He’s not in New Orleans or Baltimore (we’re told that it would have been Baltimore, not New Orleans) because the league put the kibosh on the possibility of the Browns or the Jaguars signing Clowney and then trading him to the Saints or the Ravens, respectively. It’s still unclear why the NFL refused to allow it to happen.

The knee-jerk, on-the-fly explanation was that, basically, teams can’t trade cash and/or cap space. That’s precisely what would have happened with Clowney. Cleveland or Jacksonville would have signed him and paid a sizable chunk of his 2020 compensation before trading him to New Orleans or Baltimore. The destination team would have surrendered a draft pick and/or a player to compensate the signing team for paying part of Clowney’s salary.

Efforts over the course of the past six days to get a more thorough and detailed explanation for the league’s position on the matter have been unsuccessful. Which leads to this inescapable conclusion: The teams involved should have just done it, and the league wouldn’t have been able to stop it.

As the saying goes, it’s better to ask for forgiveness than permission. Although that approach doesn’t entirely apply here (and isn’t always the best way to go, anyway), the Saints and Ravens erred in asking for permission. They should have just done it.

How could the league have stopped it? Browns or Jaguars sign Clowney. Permissible. Browns or Jaguars then trade Clowney the next day to Saints or Ravens. Also permissible.

As to the idea of not trading cash or cap space, that bridge already has been crossed. In 2017, the Texans traded quarterback Brock Osweiler and a second-round pick to the Browns. Basically, the Browns bought a second-round pick for absorbing $16 million in cash and cap obligations under Osweiler’s fully-guaranteed 2017 salary. If the league allowed that trade, there’s no way it couldn’t have allowed Clowney to be signed and partially paid by one team and then traded to another team.

Indeed, last year the Texans did just that with Clowney. On the Saturday of Labor Day weekend, the Texans signed Clowney to a one-year, $15 million deal, paid $7 million of the amount, and traded him to the Seahawks for a third-round pick and two players. The league let it happen.

The difference, of course, was that the Texans held Clowney’s contractual rights via the franchise tag. But, still, the transaction consisted of the Texans paying $7 million in cash and cap space to get value from the Seahawks for Clowney.

So why didn’t the Browns/Saints or Jaguars/Ravens just proceed? The concern was that, if the league stepped in and prevented the trade, Clowney would have been stuck with a team he didn’t want to play for.

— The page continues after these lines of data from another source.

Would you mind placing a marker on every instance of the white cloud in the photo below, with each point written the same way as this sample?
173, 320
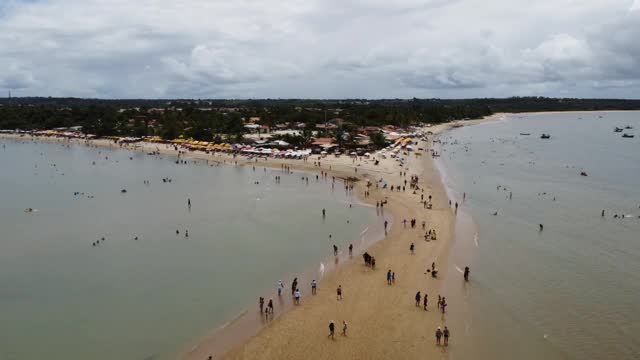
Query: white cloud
320, 48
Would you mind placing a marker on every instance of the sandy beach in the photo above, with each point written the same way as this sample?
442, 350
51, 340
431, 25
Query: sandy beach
382, 319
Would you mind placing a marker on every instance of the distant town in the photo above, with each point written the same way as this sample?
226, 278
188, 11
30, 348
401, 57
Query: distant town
320, 125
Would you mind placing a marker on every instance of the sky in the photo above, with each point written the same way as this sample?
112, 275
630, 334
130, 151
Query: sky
320, 48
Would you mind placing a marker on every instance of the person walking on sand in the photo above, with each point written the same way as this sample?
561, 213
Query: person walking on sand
446, 335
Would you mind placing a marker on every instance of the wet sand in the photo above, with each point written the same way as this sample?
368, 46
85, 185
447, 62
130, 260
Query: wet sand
383, 320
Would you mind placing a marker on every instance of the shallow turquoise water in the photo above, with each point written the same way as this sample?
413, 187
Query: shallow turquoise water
572, 290
61, 298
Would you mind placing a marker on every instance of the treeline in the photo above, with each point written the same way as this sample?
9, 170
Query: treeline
208, 119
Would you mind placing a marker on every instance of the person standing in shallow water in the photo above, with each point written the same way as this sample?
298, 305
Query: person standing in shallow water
446, 334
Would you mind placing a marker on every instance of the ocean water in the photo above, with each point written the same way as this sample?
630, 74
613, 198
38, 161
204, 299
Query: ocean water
62, 298
571, 291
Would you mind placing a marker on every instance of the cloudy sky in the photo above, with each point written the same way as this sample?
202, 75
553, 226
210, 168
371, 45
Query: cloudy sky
320, 48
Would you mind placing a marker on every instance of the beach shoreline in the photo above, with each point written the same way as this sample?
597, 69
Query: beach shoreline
208, 346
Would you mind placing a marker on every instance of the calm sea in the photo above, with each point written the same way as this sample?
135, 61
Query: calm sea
569, 291
62, 298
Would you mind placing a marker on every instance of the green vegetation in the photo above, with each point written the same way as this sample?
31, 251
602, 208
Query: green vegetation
225, 119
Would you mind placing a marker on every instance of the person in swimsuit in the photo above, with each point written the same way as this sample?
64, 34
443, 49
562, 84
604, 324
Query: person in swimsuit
446, 334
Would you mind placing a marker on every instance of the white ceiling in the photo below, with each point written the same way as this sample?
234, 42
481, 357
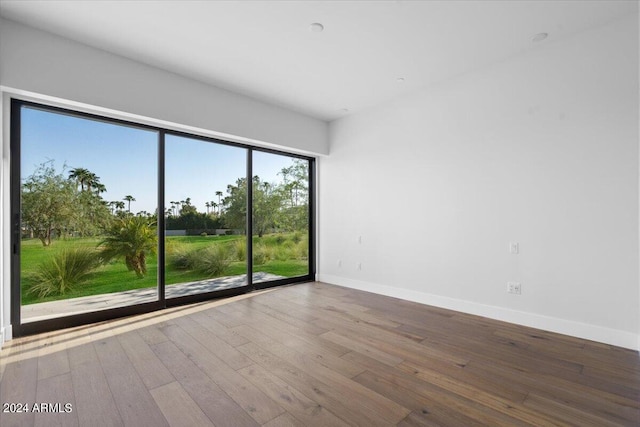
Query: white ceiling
265, 49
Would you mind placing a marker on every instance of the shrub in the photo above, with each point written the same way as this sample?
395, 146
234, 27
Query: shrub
261, 254
296, 237
63, 271
240, 249
131, 238
212, 260
178, 256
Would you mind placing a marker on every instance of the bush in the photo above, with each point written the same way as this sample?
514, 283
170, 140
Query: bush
296, 237
178, 256
261, 254
212, 260
63, 271
240, 249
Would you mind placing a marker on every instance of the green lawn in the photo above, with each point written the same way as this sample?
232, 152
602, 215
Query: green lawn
279, 257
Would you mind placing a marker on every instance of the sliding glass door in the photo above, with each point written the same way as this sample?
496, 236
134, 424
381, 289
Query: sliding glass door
206, 216
280, 199
113, 218
88, 215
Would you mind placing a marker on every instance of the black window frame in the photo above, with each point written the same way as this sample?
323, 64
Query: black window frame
67, 321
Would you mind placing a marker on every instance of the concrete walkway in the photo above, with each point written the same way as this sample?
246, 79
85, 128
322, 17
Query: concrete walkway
48, 310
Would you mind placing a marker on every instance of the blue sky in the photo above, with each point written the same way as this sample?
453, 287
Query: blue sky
125, 159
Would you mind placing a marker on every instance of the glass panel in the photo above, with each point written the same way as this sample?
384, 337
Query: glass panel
280, 217
205, 198
88, 222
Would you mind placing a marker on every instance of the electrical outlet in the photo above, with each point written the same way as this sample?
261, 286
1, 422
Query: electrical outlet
514, 248
514, 288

Still, that likely wouldn’t have happened. The logic of preventing a trade quickly collapses when considering the implications. Would the Browns have been prevented from trading Clowney to anyone at any point before the trade deadline?

The concern here arose from the bang-bang sequence of signing Clowney then trading him. And since the league was able to keep it from happening simply by saying “no” to a set of circumstances that hadn’t actually become ripe, the league never had to do what common sense and a fair reading of all applicable rules suggest would have happened if the Clowney sign-and-trade had unfolded: The deal would have gone through.